Mantan Presiden Kolombia Álvaro Uribe dijatuhi hukuman 12 tahun tahanan rumah


 Mantan Presiden Kolombia Álvaro Uribe dijatuhi hukuman pada hari Jumat berupa 12 tahun tahanan rumah setelah dinyatakan bersalah atas penipuan prosedural dan penyuapan saksi.


Uribe mengaku tidak bersalah. Pengacara pembelanya sebelumnya mengumumkan bahwa mereka akan mengajukan banding.
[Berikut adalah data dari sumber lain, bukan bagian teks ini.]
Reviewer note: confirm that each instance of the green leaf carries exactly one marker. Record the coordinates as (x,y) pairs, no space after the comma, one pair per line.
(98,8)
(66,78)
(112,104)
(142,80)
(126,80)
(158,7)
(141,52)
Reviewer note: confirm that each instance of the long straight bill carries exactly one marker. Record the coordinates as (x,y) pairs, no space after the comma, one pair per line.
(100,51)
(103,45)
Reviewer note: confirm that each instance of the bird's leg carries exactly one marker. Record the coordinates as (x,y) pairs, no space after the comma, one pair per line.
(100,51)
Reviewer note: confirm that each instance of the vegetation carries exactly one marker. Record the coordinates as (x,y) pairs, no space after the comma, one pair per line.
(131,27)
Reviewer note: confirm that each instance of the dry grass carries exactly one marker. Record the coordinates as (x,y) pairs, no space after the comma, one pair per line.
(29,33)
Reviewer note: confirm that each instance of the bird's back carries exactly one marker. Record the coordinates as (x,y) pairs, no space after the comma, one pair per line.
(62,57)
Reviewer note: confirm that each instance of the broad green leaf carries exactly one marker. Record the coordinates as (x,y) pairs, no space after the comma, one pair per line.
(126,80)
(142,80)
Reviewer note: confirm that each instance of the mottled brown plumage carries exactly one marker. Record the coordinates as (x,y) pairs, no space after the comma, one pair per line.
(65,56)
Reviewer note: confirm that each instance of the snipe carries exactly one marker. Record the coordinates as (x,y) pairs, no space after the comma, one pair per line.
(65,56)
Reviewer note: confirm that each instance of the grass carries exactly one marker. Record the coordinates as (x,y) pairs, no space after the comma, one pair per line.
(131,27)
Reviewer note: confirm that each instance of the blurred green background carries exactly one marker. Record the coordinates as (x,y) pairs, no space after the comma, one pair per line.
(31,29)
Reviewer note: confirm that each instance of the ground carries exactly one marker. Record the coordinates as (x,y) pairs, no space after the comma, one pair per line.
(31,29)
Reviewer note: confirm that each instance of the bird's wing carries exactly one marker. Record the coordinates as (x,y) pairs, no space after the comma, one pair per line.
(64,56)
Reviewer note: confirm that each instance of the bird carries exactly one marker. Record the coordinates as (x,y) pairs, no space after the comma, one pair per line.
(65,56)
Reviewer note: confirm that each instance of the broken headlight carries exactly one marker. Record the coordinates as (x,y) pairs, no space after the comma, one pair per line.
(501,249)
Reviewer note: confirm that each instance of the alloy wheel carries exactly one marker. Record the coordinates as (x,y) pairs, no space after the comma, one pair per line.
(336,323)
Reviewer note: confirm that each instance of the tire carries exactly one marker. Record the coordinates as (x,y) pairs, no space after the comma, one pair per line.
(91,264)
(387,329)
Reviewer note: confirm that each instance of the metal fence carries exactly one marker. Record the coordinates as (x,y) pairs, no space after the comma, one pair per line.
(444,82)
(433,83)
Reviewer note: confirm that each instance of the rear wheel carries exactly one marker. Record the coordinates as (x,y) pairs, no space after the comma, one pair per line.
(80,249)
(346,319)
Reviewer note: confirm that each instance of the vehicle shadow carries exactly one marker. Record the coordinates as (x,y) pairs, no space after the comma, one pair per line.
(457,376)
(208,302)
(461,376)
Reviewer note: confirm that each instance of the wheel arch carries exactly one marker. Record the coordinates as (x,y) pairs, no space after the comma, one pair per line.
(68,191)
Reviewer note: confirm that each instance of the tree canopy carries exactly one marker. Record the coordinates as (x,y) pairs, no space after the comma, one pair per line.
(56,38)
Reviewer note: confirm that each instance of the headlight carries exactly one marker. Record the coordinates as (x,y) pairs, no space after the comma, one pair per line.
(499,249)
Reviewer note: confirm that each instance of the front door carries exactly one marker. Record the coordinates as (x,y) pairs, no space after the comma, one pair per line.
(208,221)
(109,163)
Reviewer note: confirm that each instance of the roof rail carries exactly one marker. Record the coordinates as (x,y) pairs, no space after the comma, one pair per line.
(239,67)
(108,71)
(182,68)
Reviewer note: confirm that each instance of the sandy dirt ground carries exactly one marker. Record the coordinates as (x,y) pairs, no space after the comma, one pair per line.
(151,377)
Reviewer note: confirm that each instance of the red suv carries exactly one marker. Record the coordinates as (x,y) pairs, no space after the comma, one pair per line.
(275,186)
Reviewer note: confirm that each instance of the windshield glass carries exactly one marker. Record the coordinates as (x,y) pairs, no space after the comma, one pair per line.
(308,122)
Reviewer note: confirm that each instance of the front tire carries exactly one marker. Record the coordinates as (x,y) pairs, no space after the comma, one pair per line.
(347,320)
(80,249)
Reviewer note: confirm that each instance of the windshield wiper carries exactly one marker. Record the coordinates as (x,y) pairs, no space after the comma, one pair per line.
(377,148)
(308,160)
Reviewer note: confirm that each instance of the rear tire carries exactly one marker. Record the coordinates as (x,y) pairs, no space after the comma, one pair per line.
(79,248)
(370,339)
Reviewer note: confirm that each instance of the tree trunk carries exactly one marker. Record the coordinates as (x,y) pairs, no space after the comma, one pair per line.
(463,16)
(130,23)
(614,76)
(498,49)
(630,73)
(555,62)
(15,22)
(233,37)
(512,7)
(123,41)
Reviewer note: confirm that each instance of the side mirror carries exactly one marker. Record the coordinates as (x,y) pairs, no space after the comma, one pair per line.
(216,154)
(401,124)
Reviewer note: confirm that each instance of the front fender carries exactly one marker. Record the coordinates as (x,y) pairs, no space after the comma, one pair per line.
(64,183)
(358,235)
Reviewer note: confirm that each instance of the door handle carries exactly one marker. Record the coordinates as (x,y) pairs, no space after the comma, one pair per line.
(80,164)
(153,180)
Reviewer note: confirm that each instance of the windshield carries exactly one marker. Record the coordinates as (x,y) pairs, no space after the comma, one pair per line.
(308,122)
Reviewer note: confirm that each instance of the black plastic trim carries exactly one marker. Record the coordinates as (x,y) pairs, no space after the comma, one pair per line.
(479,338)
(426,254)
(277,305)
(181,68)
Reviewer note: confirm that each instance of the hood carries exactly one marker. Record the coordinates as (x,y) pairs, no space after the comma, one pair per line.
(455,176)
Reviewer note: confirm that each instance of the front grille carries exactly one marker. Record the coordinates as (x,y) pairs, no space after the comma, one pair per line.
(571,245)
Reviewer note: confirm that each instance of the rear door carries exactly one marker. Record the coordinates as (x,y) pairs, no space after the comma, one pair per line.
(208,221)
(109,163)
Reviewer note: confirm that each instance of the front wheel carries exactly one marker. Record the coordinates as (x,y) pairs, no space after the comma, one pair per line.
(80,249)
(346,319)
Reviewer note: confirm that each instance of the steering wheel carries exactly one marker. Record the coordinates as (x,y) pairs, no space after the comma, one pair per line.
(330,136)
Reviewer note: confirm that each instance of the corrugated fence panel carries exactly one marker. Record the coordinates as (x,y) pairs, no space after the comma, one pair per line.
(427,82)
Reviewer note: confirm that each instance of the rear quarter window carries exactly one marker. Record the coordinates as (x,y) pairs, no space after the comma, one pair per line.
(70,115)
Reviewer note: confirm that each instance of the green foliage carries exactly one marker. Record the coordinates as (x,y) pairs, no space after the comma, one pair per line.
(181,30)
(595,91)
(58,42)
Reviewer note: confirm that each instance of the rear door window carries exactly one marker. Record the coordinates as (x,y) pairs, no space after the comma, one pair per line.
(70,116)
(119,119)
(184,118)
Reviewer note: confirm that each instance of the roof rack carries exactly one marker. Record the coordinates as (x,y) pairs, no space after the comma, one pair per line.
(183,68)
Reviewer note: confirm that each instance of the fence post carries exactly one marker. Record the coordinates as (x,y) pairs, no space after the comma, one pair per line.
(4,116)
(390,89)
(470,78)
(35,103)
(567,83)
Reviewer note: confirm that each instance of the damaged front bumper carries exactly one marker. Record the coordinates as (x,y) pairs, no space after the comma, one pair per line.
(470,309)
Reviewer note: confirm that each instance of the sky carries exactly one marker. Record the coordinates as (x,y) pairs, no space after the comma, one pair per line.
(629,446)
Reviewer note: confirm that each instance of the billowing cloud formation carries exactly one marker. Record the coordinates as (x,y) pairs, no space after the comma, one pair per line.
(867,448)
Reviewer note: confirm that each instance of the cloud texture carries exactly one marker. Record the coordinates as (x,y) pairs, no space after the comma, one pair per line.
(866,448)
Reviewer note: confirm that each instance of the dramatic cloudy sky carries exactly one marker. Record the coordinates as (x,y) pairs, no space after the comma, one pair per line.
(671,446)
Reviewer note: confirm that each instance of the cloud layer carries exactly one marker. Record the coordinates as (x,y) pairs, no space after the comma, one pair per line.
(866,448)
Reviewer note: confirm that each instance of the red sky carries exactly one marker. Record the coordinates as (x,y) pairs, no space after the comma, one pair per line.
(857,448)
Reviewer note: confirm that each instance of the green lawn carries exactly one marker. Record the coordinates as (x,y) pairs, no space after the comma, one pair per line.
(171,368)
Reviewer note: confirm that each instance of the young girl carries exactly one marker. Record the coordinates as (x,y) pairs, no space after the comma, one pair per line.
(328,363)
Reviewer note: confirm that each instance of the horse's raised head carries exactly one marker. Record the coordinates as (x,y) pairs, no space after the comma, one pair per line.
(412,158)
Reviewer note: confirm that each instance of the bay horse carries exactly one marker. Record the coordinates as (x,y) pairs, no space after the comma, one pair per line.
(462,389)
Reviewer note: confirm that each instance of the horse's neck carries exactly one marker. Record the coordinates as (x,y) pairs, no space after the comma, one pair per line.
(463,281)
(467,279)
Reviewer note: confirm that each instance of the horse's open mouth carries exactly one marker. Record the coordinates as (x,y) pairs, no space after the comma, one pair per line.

Hakim Sandra Heredia dari Pengadilan Pidana ke-44 Bogotá mengumumkan hukuman tersebut empat hari setelah ia menyatakan mantan presiden tersebut bersalah atas kejahatan tersebut. Heredia sebelumnya telah membebaskan Uribe dari dakwaan lain atas dugaan penyuapan jaksa.


Uribe, 73, yang memerintah Kolombia dari tahun 2002 hingga 2010, adalah mantan presiden pertama negara itu yang dihukum secara pidana.


Kasus ini bermula pada tahun 2012, ketika Uribe, dari partai Centro Democrático yang kini beroposisi, menuduh Senator Iván Cepeda, dari partai berkuasa Pakta Bersejarah, mencoba mengaitkannya dengan pembentukan kelompok paramiliter. Cepeda membantah tuduhan tersebut.


Situasi berubah pada tahun 2018, ketika Mahkamah Agung Kolombia memutuskan untuk membuka penyelidikan terhadap Uribe atas dugaan manipulasi saksi.


Setelah bertahun-tahun penyelidikan dan banding hukum oleh pembela Uribe, pada Mei 2024, Kantor Kejaksaan Kolombia secara resmi mendakwanya dengan tiga kejahatan: penipuan prosedural, penyuapan dalam proses pidana, dan penyuapan.


Tuduhan tersebut menyebabkan persidangan yang berlangsung selama 67 hari dan berakhir minggu ini.


Uribe tetap mempertahankan ketidakbersalahannya selama proses persidangan, sebuah posisi yang didukung oleh para politisi seperti mantan Presiden Iván Duque dan politisi oposisi lainnya. Sebaliknya, tokoh-tokoh yang dekat dengan pemerintah justru merayakan putusan tersebut, yang mereka anggap sebagai tanda keadilan.


Pada hari Selasa, Cepeda merayakan keputusan tersebut dan mengatakan kepada CNN bahwa ia tahu kasus tersebut masih memiliki jalur lain untuk ditempuh. "Jalan masih panjang," ujar senator tersebut.